Previously, specialist paramedics responded to the most urgent 999 calls, such as strokes, heart attacks and car crashes.
But as the service has stated that it is impossible to cope with the escalating demand for care, with ambulances often taking too long to reach patients.
Secamb provides NHS ambulance services in Surrey, Sussex, Kent and north-east Hampshire, and the organisation employs 725 general paramedics and 90 paramedic practitioners.

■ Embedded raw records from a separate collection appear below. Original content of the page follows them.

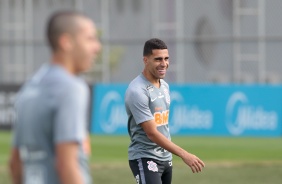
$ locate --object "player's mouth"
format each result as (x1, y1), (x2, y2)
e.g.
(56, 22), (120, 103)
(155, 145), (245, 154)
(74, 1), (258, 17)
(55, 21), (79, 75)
(157, 68), (166, 75)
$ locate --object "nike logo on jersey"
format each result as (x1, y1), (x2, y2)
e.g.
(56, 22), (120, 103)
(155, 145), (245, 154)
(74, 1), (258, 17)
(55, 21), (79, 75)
(154, 110), (169, 126)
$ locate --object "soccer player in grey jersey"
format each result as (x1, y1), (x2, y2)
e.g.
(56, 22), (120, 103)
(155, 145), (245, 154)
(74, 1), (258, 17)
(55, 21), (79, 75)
(125, 38), (204, 184)
(10, 11), (101, 184)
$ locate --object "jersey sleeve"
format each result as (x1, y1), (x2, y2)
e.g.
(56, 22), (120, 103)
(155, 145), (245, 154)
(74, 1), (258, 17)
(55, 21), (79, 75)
(126, 86), (154, 124)
(54, 82), (89, 143)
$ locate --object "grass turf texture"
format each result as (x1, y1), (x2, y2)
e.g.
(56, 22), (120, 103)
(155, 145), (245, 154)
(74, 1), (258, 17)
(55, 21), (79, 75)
(0, 132), (282, 184)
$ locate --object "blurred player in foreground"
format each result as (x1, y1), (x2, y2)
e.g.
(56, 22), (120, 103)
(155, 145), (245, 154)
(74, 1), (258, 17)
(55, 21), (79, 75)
(125, 39), (204, 184)
(10, 11), (101, 184)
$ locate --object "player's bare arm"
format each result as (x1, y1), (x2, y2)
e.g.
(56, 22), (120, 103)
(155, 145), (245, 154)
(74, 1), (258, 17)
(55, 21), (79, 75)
(141, 120), (205, 173)
(9, 148), (22, 184)
(56, 142), (83, 184)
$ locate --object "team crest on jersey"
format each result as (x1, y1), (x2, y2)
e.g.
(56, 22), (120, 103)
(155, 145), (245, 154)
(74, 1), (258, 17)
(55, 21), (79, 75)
(147, 161), (158, 172)
(164, 88), (170, 104)
(146, 85), (154, 92)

A leaked memo written by Geraint Davies, the service’s acting chief executive, admitted the move “will cause some anxiety and uncertainty”.
Unions have expressed their disappointment regarding the decision, and the general consensus of opinion is that it will lead to a reduced standard of care.
Nigel Sweet, a Unison steward for Secamb, commented on the issue, outlining the concerns of the union.
“There is always a possibility that in the case of a very serious incident such as a road traffic collision or cardiac arrest, where CCPs are crucial, they won’t be available. Instead they will be responding to a standard callout. That could threaten that patient in that situation. That’s the concern.”
But the aforementioned Davies defended the change to policy, stating that it would simply enable Secamb to better deliver its services.
“It is essential that we utilise all of our resources to the maximum benefit of all of our patients. It has been agreed to remove the critical care paramedic regional cover plan and place CCPs back into the trust system status plan [general workforce]. This will mean that CCPs will now be available to respond to all categories of call.”
Secamb has already indicated that a deluge of 999 calls is proving challenging for the organisation.
And the service must also deal with 138 vacancies for paramedics, an increase from 105 last year.
Indeed, Jon Ashworth, the shadow health secretary, spoke on this matter recently.
“In recent days I’ve been warning of the extent of the national paramedic shortage. And now we learn of the drastic action this trust is taking in order to cope. The redirection of critical care paramedics will raise fears for patients in need of the most urgent, emergency attention and the trust must urgently explain its rationale for this decision.”
Responding, a Department of Health spokesperson outlined the efforts of the government and authorities in this area.
“No patient should have to wait longer than necessary for an ambulance and NHS England is working closely with the services to improve response times. We’ve recruited 2,200 more paramedics since 2010 to reduce pressure on services and have increased the number of training places this year by 60%.”